Posts Tagged ‘Cooperative Framework Agreement’

Finally! the Nile Basin Cooperative Framework Agreement Enters into Force

Monday, July 15th, 2024

The following post is by Dr. Salman. M.A. Salman, an academic researcher and consultant on water law and policy and former water law advisor to the World Bank. You can reach Dr. Salman at SalmanMASalman [at] gmail.com.

In a stunning development, the Republic of South Sudan announced on Monday 8 July 2024 that its Transitional National Legislative Assembly (TNLA) unanimously voted to accede to the Nile Basin Cooperative Framework Agreement (CFA) [see here].

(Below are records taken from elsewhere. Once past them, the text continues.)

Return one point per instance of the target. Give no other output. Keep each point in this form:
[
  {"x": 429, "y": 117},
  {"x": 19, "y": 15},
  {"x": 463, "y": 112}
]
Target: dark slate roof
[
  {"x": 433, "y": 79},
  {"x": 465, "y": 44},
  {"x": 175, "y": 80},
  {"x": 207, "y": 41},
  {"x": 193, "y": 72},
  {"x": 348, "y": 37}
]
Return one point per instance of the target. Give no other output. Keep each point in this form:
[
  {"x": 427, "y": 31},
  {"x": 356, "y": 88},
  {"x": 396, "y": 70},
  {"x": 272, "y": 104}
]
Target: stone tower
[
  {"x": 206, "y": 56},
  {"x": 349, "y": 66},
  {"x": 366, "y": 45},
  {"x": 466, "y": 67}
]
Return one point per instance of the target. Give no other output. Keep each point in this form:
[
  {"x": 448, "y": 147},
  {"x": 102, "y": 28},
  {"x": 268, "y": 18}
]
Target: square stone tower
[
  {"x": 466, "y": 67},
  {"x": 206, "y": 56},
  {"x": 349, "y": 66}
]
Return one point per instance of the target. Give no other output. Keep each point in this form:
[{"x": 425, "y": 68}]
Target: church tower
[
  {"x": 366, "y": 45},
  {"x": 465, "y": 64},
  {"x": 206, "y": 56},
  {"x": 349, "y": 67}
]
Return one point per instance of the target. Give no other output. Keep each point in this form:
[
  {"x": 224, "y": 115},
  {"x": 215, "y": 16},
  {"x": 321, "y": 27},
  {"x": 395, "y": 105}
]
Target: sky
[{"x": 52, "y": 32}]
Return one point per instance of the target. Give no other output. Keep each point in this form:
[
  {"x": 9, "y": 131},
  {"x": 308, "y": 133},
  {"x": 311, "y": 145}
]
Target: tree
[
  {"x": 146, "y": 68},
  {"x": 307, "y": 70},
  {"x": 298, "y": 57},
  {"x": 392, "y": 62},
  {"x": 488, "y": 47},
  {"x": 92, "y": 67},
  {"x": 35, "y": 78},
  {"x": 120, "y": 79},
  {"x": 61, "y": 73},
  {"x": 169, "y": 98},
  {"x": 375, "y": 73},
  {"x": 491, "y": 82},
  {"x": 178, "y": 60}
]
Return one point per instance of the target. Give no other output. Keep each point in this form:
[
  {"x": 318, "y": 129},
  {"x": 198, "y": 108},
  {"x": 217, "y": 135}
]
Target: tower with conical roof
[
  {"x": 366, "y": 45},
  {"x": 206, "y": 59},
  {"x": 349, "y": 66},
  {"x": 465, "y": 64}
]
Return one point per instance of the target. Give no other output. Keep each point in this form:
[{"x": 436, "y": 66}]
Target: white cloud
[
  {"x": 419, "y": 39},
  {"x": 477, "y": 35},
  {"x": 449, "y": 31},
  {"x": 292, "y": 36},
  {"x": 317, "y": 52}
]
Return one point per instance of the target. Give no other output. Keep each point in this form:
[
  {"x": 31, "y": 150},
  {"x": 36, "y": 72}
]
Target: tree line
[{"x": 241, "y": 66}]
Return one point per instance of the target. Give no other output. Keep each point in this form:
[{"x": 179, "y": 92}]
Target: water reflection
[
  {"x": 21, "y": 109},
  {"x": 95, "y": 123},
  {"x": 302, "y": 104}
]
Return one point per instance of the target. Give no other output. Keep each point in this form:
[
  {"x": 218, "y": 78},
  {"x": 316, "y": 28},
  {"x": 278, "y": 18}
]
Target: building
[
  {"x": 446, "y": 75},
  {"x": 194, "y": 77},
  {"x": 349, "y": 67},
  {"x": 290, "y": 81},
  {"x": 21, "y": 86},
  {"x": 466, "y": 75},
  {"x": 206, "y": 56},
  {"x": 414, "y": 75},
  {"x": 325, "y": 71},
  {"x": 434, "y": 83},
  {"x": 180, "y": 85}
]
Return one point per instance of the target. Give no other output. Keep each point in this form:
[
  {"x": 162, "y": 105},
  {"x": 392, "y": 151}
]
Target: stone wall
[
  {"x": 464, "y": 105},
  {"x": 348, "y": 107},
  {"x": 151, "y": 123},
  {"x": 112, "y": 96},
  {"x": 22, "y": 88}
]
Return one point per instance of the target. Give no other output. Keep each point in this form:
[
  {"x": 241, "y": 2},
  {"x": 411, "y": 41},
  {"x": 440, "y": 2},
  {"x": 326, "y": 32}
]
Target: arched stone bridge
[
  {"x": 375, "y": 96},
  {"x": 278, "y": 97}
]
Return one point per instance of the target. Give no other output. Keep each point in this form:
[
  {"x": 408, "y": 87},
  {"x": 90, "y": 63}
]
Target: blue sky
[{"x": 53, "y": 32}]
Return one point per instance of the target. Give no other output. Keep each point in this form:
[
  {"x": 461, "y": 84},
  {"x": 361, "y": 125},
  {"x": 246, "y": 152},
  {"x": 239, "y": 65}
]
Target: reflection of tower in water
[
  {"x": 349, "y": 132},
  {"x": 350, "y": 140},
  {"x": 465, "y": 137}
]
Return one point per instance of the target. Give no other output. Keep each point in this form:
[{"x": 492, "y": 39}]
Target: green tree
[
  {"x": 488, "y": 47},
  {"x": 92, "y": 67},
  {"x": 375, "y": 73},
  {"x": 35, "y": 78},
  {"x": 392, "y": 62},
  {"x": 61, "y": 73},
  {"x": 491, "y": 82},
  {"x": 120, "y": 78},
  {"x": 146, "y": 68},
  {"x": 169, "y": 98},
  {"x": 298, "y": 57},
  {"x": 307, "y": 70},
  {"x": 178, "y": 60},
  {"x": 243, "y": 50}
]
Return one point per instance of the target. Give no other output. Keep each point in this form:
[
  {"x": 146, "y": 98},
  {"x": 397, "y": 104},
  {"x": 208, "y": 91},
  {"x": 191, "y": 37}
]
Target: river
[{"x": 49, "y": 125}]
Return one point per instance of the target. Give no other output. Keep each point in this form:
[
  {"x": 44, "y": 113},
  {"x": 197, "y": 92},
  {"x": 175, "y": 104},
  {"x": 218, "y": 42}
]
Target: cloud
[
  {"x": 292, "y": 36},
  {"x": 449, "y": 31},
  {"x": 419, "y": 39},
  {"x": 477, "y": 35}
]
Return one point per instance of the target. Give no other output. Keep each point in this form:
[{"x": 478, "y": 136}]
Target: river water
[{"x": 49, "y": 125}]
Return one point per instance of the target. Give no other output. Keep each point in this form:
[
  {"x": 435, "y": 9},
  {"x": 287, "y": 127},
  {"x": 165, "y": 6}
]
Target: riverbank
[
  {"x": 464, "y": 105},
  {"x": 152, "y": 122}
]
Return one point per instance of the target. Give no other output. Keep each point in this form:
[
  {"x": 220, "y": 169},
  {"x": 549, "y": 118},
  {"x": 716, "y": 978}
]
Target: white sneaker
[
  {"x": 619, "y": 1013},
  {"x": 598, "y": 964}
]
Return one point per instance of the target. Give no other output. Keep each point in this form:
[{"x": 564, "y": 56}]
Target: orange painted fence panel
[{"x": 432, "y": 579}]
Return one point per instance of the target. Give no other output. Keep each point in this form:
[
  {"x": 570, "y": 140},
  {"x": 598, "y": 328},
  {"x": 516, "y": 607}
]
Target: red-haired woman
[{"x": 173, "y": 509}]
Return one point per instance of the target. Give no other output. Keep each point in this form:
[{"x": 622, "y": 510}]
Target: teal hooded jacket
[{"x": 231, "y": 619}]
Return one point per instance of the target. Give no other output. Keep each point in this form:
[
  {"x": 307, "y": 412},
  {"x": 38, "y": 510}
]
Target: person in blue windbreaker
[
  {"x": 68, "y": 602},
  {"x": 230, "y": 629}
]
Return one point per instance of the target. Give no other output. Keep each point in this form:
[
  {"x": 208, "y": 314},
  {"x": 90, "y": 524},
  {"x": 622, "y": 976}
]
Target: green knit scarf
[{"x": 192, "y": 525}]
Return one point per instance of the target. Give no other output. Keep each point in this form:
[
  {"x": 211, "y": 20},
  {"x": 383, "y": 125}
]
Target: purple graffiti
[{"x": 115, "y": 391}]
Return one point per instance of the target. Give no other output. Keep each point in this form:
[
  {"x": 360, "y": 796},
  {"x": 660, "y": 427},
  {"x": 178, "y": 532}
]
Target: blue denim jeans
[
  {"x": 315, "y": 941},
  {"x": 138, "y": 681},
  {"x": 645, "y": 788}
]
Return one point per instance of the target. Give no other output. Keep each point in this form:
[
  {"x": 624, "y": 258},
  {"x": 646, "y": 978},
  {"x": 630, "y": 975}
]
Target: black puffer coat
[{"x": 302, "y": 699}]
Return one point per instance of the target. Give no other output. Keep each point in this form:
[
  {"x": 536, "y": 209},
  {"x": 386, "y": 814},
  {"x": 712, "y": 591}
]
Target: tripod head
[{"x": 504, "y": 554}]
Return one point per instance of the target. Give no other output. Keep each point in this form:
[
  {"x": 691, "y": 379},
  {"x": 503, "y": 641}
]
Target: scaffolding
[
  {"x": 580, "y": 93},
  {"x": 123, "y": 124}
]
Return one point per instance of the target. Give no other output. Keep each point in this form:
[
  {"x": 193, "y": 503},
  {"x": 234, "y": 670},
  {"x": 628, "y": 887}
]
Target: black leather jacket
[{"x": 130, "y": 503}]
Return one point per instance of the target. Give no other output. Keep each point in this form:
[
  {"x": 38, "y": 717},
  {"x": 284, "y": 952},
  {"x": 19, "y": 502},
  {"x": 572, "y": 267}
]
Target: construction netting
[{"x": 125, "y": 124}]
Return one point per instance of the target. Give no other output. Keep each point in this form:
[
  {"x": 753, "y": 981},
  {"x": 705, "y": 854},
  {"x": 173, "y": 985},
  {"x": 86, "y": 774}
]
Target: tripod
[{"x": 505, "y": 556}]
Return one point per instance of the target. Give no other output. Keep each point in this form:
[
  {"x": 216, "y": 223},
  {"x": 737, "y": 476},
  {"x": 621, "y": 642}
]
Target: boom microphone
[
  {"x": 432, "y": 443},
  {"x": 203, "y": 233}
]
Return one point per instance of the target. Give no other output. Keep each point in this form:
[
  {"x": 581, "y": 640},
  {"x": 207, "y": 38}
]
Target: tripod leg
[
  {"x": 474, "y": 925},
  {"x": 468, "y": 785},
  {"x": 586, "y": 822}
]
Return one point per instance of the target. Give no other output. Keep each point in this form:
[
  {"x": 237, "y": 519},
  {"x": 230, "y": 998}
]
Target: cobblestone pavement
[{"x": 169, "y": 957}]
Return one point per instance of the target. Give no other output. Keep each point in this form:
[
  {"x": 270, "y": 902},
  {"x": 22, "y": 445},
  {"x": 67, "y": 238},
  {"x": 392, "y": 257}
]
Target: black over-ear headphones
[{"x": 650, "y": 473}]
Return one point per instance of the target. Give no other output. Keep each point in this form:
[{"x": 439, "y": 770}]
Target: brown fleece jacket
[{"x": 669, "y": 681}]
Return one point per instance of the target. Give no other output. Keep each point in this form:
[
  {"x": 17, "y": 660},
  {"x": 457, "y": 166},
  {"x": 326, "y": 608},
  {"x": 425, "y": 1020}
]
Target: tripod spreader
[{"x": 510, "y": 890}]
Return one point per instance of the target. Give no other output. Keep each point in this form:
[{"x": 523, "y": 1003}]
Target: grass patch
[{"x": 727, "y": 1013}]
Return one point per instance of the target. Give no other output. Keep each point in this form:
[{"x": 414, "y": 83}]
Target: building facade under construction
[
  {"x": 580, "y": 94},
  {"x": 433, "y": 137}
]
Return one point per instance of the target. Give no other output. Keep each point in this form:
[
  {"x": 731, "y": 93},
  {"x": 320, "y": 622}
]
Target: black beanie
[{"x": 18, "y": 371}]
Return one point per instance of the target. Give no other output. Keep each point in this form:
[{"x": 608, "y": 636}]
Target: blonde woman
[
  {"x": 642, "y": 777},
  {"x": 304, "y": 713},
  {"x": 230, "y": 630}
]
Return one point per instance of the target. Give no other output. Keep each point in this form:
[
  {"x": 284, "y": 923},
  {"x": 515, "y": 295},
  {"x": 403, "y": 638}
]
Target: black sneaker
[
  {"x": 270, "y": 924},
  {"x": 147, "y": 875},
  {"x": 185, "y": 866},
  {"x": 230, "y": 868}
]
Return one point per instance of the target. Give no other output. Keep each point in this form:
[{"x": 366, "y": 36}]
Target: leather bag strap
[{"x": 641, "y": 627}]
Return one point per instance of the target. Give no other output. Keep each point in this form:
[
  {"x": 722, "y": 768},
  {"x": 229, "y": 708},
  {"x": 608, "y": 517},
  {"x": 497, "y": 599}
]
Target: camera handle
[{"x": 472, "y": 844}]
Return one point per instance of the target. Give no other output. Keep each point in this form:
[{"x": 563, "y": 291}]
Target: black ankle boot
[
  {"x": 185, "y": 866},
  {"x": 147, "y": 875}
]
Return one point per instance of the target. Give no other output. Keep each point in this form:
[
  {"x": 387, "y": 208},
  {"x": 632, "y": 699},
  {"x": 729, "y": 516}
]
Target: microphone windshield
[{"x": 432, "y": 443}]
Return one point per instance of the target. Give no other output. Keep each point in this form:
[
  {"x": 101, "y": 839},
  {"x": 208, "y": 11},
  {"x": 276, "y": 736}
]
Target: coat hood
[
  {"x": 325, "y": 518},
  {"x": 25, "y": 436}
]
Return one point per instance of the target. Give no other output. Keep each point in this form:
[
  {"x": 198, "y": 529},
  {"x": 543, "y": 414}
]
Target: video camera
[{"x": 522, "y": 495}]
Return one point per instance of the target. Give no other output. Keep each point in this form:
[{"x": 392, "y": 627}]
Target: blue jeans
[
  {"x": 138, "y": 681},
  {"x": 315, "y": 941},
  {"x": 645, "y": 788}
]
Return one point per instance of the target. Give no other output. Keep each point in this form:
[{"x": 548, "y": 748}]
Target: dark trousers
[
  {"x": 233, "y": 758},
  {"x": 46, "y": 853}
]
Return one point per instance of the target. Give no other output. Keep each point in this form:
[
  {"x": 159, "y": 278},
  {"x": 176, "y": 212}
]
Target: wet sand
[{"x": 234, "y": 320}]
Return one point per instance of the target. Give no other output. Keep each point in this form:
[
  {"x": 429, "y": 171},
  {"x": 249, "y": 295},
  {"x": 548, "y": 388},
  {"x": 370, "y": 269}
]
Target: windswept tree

The CFA (also known as the Entebbe Agreement) has an intricate history which dates back to 1999, following the establishment by the Nile Basin riparian countries of the Nile Basin Initiative (NBI). The main objective of the NBI has been to conclude a cooperative framework agreement that would incorporate the principles, structures and institutions of the NBI, and that would be inclusive of all the Nile riparians. Work on the CFA, facilitated by the World Bank, the UNDP and other donors, started immediately after the NBI was formally established, and continued for more than ten years.

However, the process ran into some major difficulties as a result of the resurfacing and hardening of the respective positions of the riparians over the Nile colonial treaties, as well as the Egyptian and Sudanese claims to what they see as their acquired uses and rights of the Nile waters. Egypt and Sudan demanded an explicit reference to those uses and rights (termed as their “water security”) in the CFA; a demand that was vehemently rejected by the other riparians who broached the banner of “equitable and reasonable utilization.” Those differences persisted and could not be resolved at the negotiations or ministerial levels, and no agreement on the final draft CFA could be reached.

Nonetheless, on 14 May 2010, in an historic development, four of the Nile riparians (Ethiopia, Tanzania, Uganda and Rwanda) signed the CFA in Entebbe, Uganda, and were subsequently joined by Kenya and Burundi, raising the number of the signatories to six.

The CFA lays down some basic principles for the protection, sharing and management of the Nile Basin. It establishes the principle that each Nile Basin state has the right to use, within its territory, the waters of the Nile River Basin, and lays down a number of factors for determining equitable and reasonable utilization. The CFA is modelled largely on the UN Convention on the Law of the Non-navigational Uses of International Watercourses.

In addition to the factors enumerated in the Watercourses Convention, the CFA includes the contribution of each basin state to the waters of the Nile River System, and the extent and proportion of the drainage area in the territory of each basin state [see here]. The CFA will enter into force 60 days after six countries have ratified or acceded to the document and deposited their instrument with the African Union; i.e. on 6 October 2024.

The process of ratification of the CFA started in June 2013, four years after its signature, by Ethiopia, followed in August of that year by Rwanda. Tanzania ratified the CFA in 2015, followed by Uganda in 2019, [see here]. Burundi joined those four riparians and ratified the CFA in 2023, raising the number of ratifications critically to five [see here].

Subsequently, all eyes were cast on the ratification by Kenya, the sixth country to sign the CFA, which would enable the CFA to enter into force. However, that did not take place. Instead, South Sudan did it, putting Kenya in the awkward position of being the only signatory not to ratify the CFA.

The Republic of South Sudan emerged as an independent state on 9 July 2011, and was admitted to the NBI on 5 July 2012 [see here]. That decision clearly favored the Nile upper riparians, based on ethnicity, geography, history, culture and interests. When it joined the NBI, South Sudan could not sign the CFA because the signing process closed in 2000, long before its birth. But, it could accede to the instrument.

The pressures from each of the two sides to the CFA on South Sudan kept South Sudan wavering on accession and none-accession to the CFA for a long time. In fact, the proposed bill for the accession of South Sudan had been on the agenda of the TNLA since mid-2023, until its unanimous sudden approval was announced on 8 July 2024.

The entry into force of the CFA will create new momentous realities which Egypt and Sudan cannot, and indeed should not, overlook or underestimate. It will enable the establishment of the Nile Basin Commission replacing the NBI with wider and more elaborate mandate, power, visibility and recognition by the world water and development aid communities. Entry into force of the CFA will also end the long academic and futile debate on the Nile colonial treaties. Thus, it is for Egypt and Sudan own interests to join the CFA, and to work in the spirit of cooperation with the other Nile riparians to manage, share, develop and protect the Nile River Basin. Afterall, and as mentioned above, the CFA is modelled on the UN Watercourses Convention that was endorsed by more than one hundred countries in 1997, and has been in force since 2014.